Page 114 of The Best Kind of Bad

Easy for him to say. It’s easy to have a clean conscience when you’re richer than God and haven’t ever gone without. High morals are a luxury.

He clicks his tongue. “Can’t you let that girl go? Can’t you leave them Novaks alone? You’ve leeched enough, don’t you think?”

“Leeched…”

He puts his truck into gear, but keeps his foot on the brake. “If that girl was smart, she’d cut you loose. And if you were a good man, you’d let her go.”

I’d ask him what he knows about being a good man, but it’s not like I know a damn thing about it, either.

You try and you try, but you can’t outrun your roots. They bind you. Trap you.

And no matter how hard you pull, those roots run deep. There’s no escape.

Jerry drives away.

I turn into the lane and park the truck.

Marnie and the dog stand by the back door.

Ed trots up to me. I lean down, petting his head, avoiding looking at Marnie.

Eventually, I peer up at her. She looks madder than hell. I stand, ready to face the music, even if my heart is shredded.

She pauses, just out of reach, frowning up at me. I’m trying to gather my words, to form them around some sort of apology, some kind of explanation.

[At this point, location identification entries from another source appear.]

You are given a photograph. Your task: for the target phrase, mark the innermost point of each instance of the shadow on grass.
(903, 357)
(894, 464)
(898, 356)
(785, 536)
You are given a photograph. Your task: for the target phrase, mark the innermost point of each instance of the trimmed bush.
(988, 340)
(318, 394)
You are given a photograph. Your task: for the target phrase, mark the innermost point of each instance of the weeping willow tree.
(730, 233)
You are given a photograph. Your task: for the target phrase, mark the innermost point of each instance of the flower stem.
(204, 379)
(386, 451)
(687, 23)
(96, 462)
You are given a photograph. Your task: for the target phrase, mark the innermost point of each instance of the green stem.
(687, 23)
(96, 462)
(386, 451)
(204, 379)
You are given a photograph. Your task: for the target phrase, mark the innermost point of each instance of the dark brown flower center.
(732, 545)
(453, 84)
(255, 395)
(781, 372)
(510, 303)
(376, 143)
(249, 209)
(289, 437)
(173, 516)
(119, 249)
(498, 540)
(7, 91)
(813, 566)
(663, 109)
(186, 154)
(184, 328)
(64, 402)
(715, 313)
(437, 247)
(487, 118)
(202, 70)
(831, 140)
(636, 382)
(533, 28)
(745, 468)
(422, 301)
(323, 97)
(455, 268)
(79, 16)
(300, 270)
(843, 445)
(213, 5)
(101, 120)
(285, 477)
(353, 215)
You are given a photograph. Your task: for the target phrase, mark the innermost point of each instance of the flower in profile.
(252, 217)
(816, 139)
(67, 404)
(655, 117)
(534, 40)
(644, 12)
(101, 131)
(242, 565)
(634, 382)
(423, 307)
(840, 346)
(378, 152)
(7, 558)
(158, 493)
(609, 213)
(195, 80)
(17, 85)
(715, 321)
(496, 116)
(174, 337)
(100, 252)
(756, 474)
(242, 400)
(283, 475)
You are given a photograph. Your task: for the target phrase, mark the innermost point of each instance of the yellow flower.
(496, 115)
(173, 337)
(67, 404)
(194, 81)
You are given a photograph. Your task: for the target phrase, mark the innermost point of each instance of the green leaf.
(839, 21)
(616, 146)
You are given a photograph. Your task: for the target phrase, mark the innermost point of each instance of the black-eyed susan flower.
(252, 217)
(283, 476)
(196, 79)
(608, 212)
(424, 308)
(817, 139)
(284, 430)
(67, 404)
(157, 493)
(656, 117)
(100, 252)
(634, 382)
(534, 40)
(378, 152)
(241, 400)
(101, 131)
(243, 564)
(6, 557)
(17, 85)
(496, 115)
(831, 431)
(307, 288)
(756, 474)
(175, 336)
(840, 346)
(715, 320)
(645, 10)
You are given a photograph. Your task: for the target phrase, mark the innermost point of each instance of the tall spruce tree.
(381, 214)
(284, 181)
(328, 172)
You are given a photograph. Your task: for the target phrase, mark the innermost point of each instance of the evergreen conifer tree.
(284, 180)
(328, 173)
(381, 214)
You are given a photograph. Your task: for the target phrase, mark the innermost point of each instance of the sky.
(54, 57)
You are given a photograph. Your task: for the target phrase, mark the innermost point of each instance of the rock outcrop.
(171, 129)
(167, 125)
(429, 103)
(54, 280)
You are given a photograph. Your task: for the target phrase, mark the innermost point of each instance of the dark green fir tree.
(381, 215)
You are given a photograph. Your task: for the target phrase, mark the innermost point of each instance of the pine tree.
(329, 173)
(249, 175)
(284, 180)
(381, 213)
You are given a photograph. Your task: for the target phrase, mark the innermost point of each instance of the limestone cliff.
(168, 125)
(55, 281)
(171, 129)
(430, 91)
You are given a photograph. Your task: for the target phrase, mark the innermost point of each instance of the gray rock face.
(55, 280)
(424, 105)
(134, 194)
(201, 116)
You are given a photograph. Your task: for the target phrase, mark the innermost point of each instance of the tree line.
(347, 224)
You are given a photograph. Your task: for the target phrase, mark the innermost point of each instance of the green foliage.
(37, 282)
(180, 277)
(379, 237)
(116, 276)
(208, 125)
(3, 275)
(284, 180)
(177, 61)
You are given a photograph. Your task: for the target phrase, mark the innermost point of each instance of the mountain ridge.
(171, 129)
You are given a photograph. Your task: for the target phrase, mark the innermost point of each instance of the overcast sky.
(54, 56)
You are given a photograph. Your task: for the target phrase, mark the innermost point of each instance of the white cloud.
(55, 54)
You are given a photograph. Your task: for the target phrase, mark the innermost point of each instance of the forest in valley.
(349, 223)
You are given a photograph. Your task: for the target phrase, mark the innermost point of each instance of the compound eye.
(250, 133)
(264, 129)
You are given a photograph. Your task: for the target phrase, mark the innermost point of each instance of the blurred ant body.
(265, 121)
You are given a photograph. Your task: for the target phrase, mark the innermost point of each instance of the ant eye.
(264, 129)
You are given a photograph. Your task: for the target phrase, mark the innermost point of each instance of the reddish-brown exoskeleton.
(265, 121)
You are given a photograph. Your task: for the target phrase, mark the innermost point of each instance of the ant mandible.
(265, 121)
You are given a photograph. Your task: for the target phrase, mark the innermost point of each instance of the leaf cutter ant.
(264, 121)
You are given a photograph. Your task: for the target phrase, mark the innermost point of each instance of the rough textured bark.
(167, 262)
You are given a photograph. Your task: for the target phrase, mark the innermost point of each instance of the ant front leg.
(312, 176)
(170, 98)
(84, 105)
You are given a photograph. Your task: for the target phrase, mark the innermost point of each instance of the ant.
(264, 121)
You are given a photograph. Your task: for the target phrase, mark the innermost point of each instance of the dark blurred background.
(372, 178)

She launches into me, wrapping me up in that signature bear hug of hers. So fierce and tight for such a little thing. She presses her cheeks against my chest. “Fucking Jerry Lind. That asshole.”

“Marnie…” My voice breaks, like waves against a rock. “I’m sorry…I should have told you.”

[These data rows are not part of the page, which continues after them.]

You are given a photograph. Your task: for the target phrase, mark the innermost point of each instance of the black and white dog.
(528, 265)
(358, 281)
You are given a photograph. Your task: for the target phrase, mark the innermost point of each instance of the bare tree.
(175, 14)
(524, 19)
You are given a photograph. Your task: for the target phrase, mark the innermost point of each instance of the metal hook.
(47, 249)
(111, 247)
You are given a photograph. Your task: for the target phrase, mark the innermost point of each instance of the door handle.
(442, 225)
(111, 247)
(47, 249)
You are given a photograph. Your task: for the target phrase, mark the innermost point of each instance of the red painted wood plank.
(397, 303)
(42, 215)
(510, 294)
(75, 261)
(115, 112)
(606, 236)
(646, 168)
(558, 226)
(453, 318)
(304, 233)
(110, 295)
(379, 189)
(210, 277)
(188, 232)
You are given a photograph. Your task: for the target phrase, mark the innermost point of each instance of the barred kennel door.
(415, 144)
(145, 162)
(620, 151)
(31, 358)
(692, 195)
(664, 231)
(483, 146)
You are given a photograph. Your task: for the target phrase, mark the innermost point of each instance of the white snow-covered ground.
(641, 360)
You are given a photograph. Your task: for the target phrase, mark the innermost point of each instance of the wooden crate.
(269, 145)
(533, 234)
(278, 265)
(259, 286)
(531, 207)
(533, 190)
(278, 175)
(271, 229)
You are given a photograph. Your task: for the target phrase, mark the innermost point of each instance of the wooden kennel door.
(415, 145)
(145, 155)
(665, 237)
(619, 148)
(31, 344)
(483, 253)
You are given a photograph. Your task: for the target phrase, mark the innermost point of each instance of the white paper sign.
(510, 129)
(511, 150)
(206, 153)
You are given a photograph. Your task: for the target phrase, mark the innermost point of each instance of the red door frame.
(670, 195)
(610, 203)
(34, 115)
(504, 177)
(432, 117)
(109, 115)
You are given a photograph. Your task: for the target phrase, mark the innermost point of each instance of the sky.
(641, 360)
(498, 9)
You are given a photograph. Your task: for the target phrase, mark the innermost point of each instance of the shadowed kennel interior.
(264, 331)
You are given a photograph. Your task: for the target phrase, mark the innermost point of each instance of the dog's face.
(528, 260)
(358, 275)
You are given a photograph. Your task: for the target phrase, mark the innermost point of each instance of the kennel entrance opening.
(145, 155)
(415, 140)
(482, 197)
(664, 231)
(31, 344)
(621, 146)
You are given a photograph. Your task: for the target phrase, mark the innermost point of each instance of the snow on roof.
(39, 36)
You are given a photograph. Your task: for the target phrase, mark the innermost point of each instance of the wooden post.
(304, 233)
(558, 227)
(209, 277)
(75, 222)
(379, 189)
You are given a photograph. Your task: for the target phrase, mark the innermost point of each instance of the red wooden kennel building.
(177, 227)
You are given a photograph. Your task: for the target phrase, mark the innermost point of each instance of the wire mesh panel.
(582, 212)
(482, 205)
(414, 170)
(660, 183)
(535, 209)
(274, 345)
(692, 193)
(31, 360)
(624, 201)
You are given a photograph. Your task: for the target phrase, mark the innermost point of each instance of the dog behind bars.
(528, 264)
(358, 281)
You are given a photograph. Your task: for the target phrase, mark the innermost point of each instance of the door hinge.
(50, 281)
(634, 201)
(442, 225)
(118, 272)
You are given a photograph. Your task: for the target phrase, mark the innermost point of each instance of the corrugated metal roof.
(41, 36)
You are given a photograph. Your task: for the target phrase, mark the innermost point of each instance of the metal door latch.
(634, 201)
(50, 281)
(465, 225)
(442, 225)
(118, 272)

She hooks her hands around my neck and pulls me down, kissing me hard. It’s bruised lips and teeth. Frustration and loss and love. Deep, bottomless love.

She pulls back, staring up at me with those honey-colored eyes. “You can tell me now. If you want. And I’ll listen to every word, baby. But you don’t need to say you’re sorry. Don’t ever let them bring you to your knees. You’re too good for that.”

My eyes burn and my throat gets thick.

I won’t cry in front of her, but damned if I don’t want to.

75.

Marnie

Love and life and secrets go hand in hand.

You hold your hand of cards close to your chest. The trick is knowing how and when to show them.

Dusty told me his worst secret, and it didn’t change a thing.

If anything, my love runs deeper. I didn’t know how bad it was for him and Sienna. He’s not one to burden people with his problems.

Maybe if he was willing to ask for help, he wouldn’t have felt driven to those desperate lengths. I don’t care what anyone else thinks, there’s a bravery and an honor in the choices he made. He sacrificed himself, his name, his future, for his mother and sister. And I’m not going to punish him for that.

Still, clearing the air doesn’t always make it easier to breathe.

We were already in a funky place when I got the call from Glenna.

It will be my first funeral as a baker in Silver Bend.

And for a sixteen-year-old boy who played violin like an angel.